Ma présence à ce moment-là et dans ces circonstances-là a donné l’impression que les militaires intervenaient dans la politique intérieure. C’était une erreur dont j’ai tiré les leçons et j’espère sincèrement que nous pouvons tous en tirer des leçons.
Général Mark Milley, chef d’état-major américain
«C’était une erreur dont j’ai tiré les leçons et j’espère sincèrement que nous pouvons tous en tirer des leçons», a-t-il poursuivi, l’air grave. «Nous devons respecter scrupuleusement le principe d’une armée apolitique, qui est profondément enraciné dans la quintessence de notre république.» Les images le montrant en tenue de camouflage avec Donald Trump avaient immédiatement été utilisées par la Maison Blanche dans une vidéo aux accents électoraux, ce qui avait consterné le général, selon une source militaire.
Le président américain s’était attiré des critiques pour avoir appelé les gouverneurs du pays à réprimer les manifestations et prévenu qu’il enverrait l’armée dans les villes incapables de rétablir l’ordre. D’anciens responsables militaires, notamment l’ex-ministre de la Défense Jim Mattis, s’étaient émus de ce qu’ils estimaient être une politisation de l’armée. «Jamais je n’ai imaginé que des soldats qui prêtent le même serment puissent recevoir l’ordre, quelles que soient les circonstances, de violer les droits constitutionnels de leurs concitoyens -et encore moins pour permettre au commandant-en-chef élu d’aller poser pour une photo, de manière saugrenue, avec les chefs militaires à ses côtés», avait écrit l’ancien général des Marines dans les colonnes du magazine The Atlantic.
La Maison-Blanche a vivement défendu la photo de Donald Trump devant l’église, évoquant sa volonté de «faire passer un message fort» et le comparant même au Premier ministre britannique Winston Churchill pendant la Seconde Guerre mondiale.
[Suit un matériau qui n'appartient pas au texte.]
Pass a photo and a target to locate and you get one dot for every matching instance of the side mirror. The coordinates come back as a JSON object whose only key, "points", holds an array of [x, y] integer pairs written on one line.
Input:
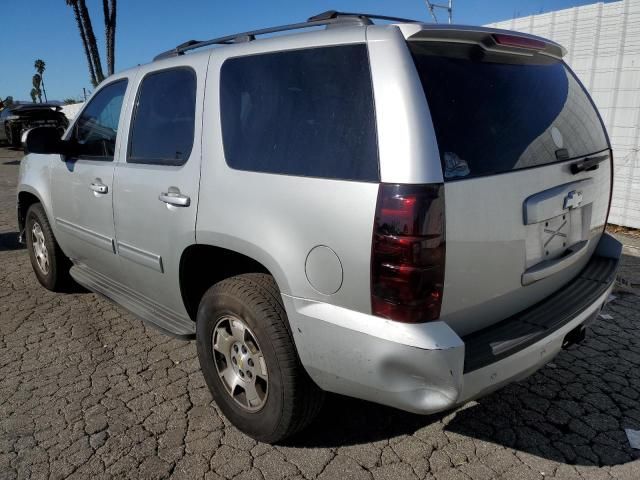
{"points": [[45, 140]]}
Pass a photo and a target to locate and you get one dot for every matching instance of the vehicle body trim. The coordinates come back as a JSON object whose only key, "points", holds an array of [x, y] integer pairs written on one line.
{"points": [[95, 238], [140, 256], [141, 306]]}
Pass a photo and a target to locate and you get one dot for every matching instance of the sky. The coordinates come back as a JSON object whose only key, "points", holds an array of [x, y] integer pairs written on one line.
{"points": [[47, 29]]}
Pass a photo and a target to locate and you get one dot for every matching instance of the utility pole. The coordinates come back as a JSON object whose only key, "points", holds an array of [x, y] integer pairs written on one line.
{"points": [[448, 7]]}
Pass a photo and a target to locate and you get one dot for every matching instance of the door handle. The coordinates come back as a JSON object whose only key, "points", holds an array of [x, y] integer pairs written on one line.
{"points": [[549, 267], [174, 198], [98, 187]]}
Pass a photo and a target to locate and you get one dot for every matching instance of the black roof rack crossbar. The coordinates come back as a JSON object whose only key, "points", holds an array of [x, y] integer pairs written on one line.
{"points": [[329, 14], [330, 17]]}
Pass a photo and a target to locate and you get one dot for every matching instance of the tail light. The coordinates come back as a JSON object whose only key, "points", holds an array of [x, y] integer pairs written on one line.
{"points": [[408, 253]]}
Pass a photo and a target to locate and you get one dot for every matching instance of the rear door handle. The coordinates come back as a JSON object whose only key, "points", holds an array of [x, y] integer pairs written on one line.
{"points": [[175, 198], [98, 187], [550, 267]]}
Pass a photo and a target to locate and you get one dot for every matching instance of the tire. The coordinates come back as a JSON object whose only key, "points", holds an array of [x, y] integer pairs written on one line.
{"points": [[287, 399], [13, 137], [53, 273]]}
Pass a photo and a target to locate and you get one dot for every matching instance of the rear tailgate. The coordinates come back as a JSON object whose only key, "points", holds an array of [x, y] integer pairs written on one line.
{"points": [[527, 170]]}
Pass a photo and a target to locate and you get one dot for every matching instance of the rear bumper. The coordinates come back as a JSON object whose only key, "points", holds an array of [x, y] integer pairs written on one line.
{"points": [[426, 368]]}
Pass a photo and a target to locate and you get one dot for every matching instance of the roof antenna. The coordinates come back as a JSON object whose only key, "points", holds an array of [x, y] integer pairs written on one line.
{"points": [[448, 7]]}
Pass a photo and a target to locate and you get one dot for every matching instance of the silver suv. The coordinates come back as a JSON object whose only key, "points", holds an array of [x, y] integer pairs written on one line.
{"points": [[405, 213]]}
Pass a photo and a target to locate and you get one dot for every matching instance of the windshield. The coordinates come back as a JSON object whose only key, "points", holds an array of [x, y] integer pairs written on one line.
{"points": [[498, 113]]}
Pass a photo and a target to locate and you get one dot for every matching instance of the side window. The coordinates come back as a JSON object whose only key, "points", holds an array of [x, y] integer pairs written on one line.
{"points": [[301, 112], [97, 127], [164, 119]]}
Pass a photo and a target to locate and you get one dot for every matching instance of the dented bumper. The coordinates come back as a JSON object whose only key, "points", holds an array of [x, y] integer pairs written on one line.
{"points": [[425, 368]]}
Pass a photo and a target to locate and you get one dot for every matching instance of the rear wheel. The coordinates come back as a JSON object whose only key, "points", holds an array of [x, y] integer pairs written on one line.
{"points": [[13, 136], [50, 265], [249, 360]]}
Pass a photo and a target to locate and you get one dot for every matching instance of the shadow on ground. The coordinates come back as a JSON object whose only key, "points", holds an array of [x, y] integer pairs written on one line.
{"points": [[9, 241], [573, 411]]}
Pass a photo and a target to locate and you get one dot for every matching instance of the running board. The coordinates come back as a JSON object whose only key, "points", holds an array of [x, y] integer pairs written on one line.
{"points": [[142, 307]]}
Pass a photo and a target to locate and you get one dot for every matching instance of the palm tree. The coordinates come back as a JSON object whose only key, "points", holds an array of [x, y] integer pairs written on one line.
{"points": [[40, 68], [91, 39], [109, 9], [85, 43], [89, 43], [36, 91]]}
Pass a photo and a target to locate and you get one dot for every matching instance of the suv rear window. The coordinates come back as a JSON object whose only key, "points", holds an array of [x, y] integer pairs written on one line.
{"points": [[301, 112], [494, 114]]}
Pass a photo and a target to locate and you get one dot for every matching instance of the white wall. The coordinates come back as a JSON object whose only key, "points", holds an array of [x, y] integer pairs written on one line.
{"points": [[603, 40]]}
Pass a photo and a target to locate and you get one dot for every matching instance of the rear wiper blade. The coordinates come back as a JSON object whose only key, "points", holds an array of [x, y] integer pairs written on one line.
{"points": [[587, 164]]}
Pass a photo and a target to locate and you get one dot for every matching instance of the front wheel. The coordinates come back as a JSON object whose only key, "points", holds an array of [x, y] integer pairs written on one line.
{"points": [[49, 263], [249, 360]]}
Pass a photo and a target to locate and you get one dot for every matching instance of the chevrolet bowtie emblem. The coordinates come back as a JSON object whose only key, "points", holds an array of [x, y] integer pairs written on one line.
{"points": [[573, 200]]}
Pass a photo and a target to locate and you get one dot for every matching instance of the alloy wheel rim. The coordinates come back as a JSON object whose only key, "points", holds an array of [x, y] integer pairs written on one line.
{"points": [[40, 248], [240, 363]]}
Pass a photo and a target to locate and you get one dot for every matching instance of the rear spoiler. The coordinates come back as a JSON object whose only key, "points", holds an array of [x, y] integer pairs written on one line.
{"points": [[490, 39]]}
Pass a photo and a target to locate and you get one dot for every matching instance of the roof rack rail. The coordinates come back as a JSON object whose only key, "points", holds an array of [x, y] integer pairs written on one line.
{"points": [[328, 18]]}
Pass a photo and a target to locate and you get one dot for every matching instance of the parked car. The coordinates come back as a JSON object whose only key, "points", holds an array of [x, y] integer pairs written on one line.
{"points": [[405, 213], [16, 119]]}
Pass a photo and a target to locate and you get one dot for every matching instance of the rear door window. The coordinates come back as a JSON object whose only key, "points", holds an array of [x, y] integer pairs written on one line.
{"points": [[162, 129], [303, 112], [495, 114]]}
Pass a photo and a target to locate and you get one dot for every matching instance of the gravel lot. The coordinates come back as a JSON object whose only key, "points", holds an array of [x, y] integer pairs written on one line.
{"points": [[87, 391]]}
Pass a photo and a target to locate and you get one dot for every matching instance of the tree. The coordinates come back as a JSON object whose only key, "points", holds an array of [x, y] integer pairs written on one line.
{"points": [[85, 42], [36, 91], [109, 9], [7, 102], [83, 20], [40, 68]]}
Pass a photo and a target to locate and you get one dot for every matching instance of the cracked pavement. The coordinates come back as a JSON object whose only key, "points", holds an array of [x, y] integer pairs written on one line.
{"points": [[88, 391]]}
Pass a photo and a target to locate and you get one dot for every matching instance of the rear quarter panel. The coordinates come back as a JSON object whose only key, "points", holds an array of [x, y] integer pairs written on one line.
{"points": [[278, 219]]}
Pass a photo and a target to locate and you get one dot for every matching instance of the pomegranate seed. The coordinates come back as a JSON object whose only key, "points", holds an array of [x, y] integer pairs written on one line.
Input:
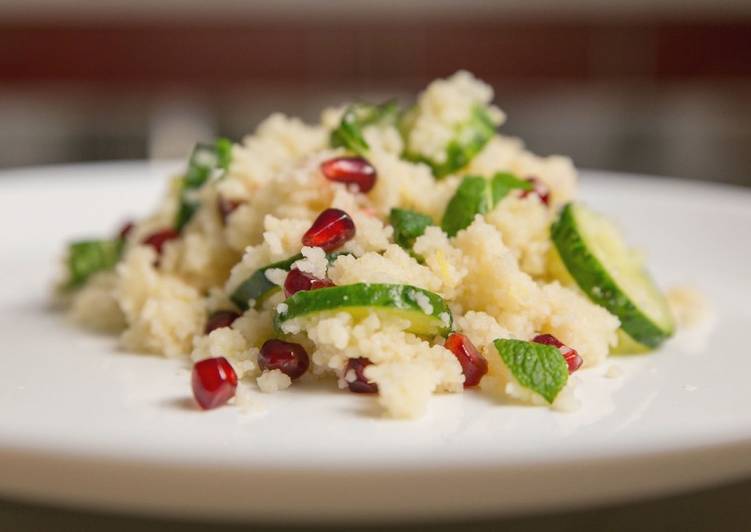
{"points": [[219, 319], [331, 229], [354, 376], [299, 281], [351, 171], [291, 359], [572, 358], [158, 239], [125, 230], [474, 365], [214, 382], [226, 207], [540, 188]]}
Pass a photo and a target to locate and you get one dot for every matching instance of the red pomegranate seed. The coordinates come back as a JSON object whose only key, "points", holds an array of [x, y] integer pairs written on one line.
{"points": [[214, 382], [226, 207], [354, 376], [474, 365], [158, 239], [299, 281], [351, 171], [125, 230], [291, 359], [539, 188], [331, 229], [571, 357], [219, 319]]}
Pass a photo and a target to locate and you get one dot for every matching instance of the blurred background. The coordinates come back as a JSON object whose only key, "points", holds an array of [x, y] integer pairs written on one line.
{"points": [[652, 86]]}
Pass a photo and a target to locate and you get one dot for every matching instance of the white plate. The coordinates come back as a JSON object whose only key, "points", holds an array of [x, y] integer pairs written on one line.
{"points": [[82, 423]]}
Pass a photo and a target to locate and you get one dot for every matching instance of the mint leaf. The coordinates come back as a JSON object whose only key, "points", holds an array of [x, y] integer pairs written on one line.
{"points": [[503, 182], [204, 161], [477, 195], [87, 257], [349, 133], [408, 226], [539, 367], [469, 139]]}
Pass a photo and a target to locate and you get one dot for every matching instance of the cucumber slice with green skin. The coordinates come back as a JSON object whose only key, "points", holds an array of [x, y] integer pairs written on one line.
{"points": [[426, 312], [204, 161], [349, 133], [477, 195], [408, 226], [469, 139], [539, 367], [87, 257], [258, 288], [608, 272]]}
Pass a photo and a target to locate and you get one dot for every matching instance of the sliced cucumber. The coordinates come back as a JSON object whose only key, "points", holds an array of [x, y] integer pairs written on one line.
{"points": [[477, 195], [426, 312], [469, 139], [258, 288], [610, 274]]}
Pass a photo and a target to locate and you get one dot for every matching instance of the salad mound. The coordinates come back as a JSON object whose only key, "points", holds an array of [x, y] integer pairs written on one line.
{"points": [[395, 252]]}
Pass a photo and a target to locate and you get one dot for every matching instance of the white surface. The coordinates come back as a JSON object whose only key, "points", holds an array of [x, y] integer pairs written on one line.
{"points": [[82, 423]]}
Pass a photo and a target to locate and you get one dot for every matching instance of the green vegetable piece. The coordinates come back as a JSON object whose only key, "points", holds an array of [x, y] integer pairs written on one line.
{"points": [[408, 226], [427, 313], [602, 265], [349, 133], [258, 288], [204, 161], [477, 195], [87, 257], [539, 367], [470, 138]]}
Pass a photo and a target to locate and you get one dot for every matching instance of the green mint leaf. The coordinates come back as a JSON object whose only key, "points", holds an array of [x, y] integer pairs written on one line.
{"points": [[470, 138], [408, 226], [539, 367], [204, 161], [474, 196], [87, 257], [503, 182], [349, 133]]}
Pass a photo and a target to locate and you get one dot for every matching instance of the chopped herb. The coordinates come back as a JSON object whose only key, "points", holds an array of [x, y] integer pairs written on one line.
{"points": [[539, 367], [477, 195], [204, 162], [349, 133], [470, 138], [408, 226], [87, 257]]}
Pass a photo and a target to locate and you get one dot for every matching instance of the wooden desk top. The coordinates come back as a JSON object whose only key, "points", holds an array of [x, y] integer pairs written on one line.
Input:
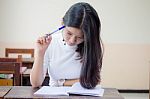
{"points": [[28, 92], [4, 90]]}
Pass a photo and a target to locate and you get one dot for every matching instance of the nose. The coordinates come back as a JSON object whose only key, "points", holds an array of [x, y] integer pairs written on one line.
{"points": [[72, 40]]}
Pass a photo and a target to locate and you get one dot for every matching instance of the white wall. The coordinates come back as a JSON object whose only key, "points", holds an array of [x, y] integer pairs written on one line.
{"points": [[125, 26]]}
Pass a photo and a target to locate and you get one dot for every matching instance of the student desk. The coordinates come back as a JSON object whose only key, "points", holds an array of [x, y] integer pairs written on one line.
{"points": [[27, 92], [4, 90], [27, 62]]}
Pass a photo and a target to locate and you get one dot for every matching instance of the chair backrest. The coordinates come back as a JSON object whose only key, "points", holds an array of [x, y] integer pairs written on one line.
{"points": [[6, 59], [11, 68], [18, 51]]}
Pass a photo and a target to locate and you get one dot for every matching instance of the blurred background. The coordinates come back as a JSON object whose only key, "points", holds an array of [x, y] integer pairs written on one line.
{"points": [[125, 33]]}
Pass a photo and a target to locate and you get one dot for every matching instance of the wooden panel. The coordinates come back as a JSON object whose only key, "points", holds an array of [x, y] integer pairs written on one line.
{"points": [[6, 82], [11, 68]]}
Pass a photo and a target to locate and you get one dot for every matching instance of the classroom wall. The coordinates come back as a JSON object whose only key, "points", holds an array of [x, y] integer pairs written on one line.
{"points": [[125, 34]]}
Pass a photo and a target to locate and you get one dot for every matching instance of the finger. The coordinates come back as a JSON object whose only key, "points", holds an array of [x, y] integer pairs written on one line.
{"points": [[48, 39]]}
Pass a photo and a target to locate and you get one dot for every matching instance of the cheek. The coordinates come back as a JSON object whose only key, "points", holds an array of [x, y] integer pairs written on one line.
{"points": [[66, 37]]}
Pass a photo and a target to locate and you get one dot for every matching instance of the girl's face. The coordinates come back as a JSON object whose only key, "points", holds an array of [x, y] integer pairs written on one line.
{"points": [[73, 36]]}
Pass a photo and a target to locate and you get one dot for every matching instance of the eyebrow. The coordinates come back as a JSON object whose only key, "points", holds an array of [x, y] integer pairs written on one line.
{"points": [[73, 33]]}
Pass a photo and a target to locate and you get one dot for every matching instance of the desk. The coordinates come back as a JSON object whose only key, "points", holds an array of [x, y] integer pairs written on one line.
{"points": [[28, 92], [4, 90], [26, 78], [27, 62]]}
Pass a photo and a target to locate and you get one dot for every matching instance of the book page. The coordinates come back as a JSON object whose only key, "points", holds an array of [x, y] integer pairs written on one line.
{"points": [[47, 90]]}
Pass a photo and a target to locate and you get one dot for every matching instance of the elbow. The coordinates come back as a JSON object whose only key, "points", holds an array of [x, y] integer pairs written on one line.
{"points": [[35, 83]]}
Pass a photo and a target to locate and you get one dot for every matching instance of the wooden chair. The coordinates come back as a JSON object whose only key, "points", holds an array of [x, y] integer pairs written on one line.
{"points": [[18, 51], [26, 62], [11, 68]]}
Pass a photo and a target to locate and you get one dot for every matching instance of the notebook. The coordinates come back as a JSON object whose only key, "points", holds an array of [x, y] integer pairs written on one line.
{"points": [[75, 89]]}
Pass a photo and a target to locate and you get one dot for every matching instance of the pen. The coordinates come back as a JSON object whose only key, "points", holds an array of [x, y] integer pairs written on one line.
{"points": [[55, 31]]}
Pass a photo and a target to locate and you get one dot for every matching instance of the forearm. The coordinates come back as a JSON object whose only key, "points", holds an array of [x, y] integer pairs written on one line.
{"points": [[37, 74], [70, 82]]}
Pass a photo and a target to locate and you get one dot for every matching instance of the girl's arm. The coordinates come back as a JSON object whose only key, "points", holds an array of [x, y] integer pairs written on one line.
{"points": [[37, 73], [70, 82]]}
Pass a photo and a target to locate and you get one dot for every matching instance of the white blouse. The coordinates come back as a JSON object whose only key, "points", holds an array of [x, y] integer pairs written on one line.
{"points": [[61, 61]]}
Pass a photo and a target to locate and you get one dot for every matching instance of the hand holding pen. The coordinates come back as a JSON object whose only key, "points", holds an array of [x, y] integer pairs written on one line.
{"points": [[44, 41]]}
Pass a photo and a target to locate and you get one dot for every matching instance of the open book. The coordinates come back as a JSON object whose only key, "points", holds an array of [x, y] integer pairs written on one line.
{"points": [[75, 89]]}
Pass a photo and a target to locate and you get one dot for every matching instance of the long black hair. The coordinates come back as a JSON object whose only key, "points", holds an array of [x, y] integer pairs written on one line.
{"points": [[83, 16]]}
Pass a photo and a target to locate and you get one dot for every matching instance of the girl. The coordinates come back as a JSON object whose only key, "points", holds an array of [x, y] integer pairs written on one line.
{"points": [[75, 55]]}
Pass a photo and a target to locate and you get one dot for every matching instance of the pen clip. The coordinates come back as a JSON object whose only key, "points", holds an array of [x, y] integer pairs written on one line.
{"points": [[55, 31]]}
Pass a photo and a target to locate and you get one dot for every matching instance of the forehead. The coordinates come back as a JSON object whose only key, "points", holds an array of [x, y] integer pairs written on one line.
{"points": [[74, 31]]}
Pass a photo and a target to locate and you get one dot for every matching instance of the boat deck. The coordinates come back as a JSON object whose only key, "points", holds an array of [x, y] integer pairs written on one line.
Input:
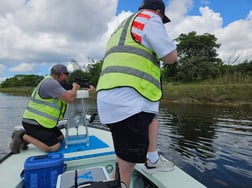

Mais cet épisode paraît avoir provoqué une prise de conscience dans la hiérarchie militaire, apparue en désaccord avec l’exécutif pour la troisième fois en quelques jours.
Alors qu’il parlait encore le 1er juin au matin des rues américaines comme d’un «champ de bataille», et qu’il avait fait pré-positionner le lendemain «de multiples unités de soldats d’active de l’armée de Terre» aux alentours de la capitale américaine, le ministre de la Défense s’était désolidarisé publiquement du président le 3 juin. «Je ne suis pas favorable à décréter l’état d’insurrection», avait déclaré Mark Esper en référence au seul texte qui aurait légalement permis au président de déployer des soldats d’active face à des citoyens américains, et non plus des réservistes de la Garde nationale. Il avait lui aussi émis des regrets. «Je fais tout mon possible pour rester apolitique et pour éviter les situations qui peuvent paraître politiques. Quelquefois j’y arrive, d’autres fois je n’y arrive pas.»